What’s in a title?

We stood in a circle like we always do. At the turn of the hour, the stand up meeting commenced. We each clearly stated what we had done, what we had left and impediments if any. As is the rule, when everyone who had a stake in that release had their say, the floor was left open for others to speak up. Speak up they did, raising issues and trading notes.

My place is a corner of the room. Unobtrusive. My eyes scan the faces picking up on non verbal cues. I love watching people as the spotlight turns on them. It happened again. That thing that struck out to me yesterday. I brushed it off as a one-off occasion then.

The person speaking stood a tad taller. His voice came out assertive. He owned the room. For a little bit anyway. He seemed cocky even.
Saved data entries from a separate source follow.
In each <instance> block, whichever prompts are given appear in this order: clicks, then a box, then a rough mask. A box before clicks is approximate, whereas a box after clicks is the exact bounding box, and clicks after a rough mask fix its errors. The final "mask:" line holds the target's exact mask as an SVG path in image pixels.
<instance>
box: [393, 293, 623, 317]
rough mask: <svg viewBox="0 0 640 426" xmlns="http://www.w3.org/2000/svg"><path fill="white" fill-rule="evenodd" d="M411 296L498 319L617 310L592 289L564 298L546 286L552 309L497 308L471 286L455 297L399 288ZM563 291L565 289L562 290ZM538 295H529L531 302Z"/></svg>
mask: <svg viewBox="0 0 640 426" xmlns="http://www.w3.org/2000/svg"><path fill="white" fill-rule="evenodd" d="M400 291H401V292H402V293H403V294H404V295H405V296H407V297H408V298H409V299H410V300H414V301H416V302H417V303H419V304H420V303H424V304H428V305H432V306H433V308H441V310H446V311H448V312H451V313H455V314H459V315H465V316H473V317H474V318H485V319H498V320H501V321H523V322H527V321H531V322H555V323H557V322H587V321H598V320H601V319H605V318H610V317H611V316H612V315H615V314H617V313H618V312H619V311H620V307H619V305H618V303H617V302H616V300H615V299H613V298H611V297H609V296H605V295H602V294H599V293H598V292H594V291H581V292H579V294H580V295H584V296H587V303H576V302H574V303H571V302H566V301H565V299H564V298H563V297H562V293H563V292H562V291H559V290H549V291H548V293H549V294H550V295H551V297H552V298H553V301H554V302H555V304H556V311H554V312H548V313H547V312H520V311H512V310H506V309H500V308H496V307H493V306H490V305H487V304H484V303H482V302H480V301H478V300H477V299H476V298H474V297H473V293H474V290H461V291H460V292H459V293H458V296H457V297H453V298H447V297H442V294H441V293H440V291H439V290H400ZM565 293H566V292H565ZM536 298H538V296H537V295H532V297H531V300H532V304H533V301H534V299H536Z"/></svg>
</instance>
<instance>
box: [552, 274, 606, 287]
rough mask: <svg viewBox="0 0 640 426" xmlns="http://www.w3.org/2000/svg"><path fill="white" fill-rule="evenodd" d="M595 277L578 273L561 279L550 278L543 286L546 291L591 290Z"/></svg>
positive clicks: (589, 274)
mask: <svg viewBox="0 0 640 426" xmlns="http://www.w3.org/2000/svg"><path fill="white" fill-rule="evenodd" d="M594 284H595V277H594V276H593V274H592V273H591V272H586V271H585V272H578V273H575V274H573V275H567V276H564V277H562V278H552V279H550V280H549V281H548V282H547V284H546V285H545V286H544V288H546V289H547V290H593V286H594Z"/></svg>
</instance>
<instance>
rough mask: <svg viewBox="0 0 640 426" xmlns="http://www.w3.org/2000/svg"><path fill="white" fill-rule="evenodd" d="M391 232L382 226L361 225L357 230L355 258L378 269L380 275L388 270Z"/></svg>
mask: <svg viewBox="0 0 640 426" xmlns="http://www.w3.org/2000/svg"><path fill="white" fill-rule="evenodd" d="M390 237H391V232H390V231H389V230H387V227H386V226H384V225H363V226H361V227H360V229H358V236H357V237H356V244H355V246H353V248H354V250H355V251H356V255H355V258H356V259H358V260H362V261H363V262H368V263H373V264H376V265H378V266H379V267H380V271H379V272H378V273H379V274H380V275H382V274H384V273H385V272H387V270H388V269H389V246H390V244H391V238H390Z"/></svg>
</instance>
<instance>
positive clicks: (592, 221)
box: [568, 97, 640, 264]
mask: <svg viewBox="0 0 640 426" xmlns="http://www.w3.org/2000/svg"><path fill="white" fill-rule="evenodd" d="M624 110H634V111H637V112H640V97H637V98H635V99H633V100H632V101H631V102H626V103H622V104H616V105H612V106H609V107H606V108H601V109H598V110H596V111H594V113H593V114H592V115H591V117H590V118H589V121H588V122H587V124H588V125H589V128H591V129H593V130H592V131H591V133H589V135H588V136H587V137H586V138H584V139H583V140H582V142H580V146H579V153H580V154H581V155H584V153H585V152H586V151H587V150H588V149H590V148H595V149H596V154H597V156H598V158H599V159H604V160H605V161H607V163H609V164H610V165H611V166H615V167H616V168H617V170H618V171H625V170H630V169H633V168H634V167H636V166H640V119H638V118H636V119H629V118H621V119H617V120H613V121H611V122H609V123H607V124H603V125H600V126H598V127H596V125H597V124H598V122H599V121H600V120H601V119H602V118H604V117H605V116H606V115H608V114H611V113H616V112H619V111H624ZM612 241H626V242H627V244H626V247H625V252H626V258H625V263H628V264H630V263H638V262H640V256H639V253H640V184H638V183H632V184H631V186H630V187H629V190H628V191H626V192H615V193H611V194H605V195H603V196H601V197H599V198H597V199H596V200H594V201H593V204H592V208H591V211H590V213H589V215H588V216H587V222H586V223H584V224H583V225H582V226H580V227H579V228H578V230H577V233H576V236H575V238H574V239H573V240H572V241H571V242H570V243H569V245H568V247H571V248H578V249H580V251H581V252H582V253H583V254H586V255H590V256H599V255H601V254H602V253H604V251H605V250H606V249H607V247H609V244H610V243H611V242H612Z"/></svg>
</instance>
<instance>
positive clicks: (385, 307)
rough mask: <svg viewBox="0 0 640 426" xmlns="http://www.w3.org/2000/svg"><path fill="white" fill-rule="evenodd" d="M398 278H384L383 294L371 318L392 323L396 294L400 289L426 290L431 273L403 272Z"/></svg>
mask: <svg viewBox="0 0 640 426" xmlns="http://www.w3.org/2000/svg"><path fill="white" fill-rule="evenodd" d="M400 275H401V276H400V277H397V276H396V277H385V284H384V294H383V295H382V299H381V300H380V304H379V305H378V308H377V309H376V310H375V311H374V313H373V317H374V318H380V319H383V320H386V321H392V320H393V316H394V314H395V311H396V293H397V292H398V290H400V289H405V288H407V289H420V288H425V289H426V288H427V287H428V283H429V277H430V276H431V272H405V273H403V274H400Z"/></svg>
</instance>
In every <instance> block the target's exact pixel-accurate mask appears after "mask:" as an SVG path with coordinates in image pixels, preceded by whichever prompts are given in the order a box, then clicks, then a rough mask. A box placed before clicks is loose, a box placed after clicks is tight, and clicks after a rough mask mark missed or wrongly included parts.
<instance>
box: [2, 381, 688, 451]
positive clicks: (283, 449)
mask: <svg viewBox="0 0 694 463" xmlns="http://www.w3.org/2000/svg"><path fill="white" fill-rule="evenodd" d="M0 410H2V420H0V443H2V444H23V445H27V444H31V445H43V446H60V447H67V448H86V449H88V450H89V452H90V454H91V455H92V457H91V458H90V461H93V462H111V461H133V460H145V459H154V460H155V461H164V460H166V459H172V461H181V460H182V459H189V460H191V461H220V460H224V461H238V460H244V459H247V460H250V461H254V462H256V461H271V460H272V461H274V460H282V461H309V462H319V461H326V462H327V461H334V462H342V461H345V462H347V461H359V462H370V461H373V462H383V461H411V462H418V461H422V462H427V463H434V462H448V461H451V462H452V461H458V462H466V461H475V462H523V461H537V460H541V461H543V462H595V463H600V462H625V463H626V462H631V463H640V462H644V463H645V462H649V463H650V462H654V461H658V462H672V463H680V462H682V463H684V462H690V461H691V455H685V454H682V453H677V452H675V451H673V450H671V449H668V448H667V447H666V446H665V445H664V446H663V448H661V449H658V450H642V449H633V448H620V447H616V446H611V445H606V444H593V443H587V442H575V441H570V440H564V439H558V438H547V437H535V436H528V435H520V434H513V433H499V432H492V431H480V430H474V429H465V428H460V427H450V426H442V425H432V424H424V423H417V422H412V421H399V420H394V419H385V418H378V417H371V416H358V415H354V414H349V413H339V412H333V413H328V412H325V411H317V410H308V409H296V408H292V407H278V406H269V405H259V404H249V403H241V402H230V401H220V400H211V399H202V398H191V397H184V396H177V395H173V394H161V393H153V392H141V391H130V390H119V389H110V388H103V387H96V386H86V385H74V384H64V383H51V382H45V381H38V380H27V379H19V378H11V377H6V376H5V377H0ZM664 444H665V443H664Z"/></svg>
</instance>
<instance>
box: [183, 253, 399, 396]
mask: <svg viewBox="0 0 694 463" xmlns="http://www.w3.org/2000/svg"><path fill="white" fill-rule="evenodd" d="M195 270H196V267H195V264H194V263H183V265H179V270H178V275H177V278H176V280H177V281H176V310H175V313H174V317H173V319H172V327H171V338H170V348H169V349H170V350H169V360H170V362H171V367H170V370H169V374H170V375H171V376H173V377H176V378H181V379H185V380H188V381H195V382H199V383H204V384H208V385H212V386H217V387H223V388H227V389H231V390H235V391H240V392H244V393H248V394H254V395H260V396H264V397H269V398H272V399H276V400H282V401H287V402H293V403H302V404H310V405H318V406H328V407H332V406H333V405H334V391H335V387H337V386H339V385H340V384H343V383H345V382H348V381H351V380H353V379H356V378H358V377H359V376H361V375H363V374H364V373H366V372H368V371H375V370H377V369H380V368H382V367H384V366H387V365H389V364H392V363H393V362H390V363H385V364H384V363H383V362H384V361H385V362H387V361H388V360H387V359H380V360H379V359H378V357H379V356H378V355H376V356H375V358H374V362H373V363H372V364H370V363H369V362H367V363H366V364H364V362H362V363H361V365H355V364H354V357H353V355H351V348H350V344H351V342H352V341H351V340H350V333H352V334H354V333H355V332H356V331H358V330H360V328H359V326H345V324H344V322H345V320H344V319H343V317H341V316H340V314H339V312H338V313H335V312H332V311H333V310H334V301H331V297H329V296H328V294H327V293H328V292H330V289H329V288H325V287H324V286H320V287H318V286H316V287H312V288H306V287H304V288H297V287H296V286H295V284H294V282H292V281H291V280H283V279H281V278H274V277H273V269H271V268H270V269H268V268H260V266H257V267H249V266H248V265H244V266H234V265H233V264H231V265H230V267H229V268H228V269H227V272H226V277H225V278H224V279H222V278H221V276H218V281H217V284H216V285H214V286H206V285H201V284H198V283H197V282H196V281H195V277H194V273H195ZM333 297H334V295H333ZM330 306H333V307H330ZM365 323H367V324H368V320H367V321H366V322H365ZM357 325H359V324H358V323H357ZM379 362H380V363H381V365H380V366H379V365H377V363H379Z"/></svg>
I smiled a little awed by the transformation happening in front of me. In the week since his title changed, I saw the team-mate go from behind the scenes to some one who took charge. Some one who usually stood detached from the proceedings now watched each conversation like a hawk, picking up on small details, reading in between the lines and offering to spearhead follow ups.

I walk back to my desk deep in thought. Here right in front of me was a lesson in managing people. Some leaders are born. Some grow into those roles. What is in a title? Turns out, quite a bit!

4 comments

  1. Exactly. I notice it in my kid – No amount of my telling her that she is good in something matters. The moment she sees a high grade or an award or a medal, she stands a few inches taller. I am amazed at the transformation too.
    Much as wisdom tells us that secondary recognition (including titles) does not matter, in reality, they do.

  2. a whole lot..

    with every title/role comes a responsibility and accountability. That triggers behaviours.

    didn’t our behaviour/thinking change when we assumed the Parent role?

    to me, recognition is not secondary

  3. Good for him. I mean it must not be easy to be viewed by others in a certain way and then having to rise up to the title and behave differently the next day. Personally speaking, it would have been a tough transition for me.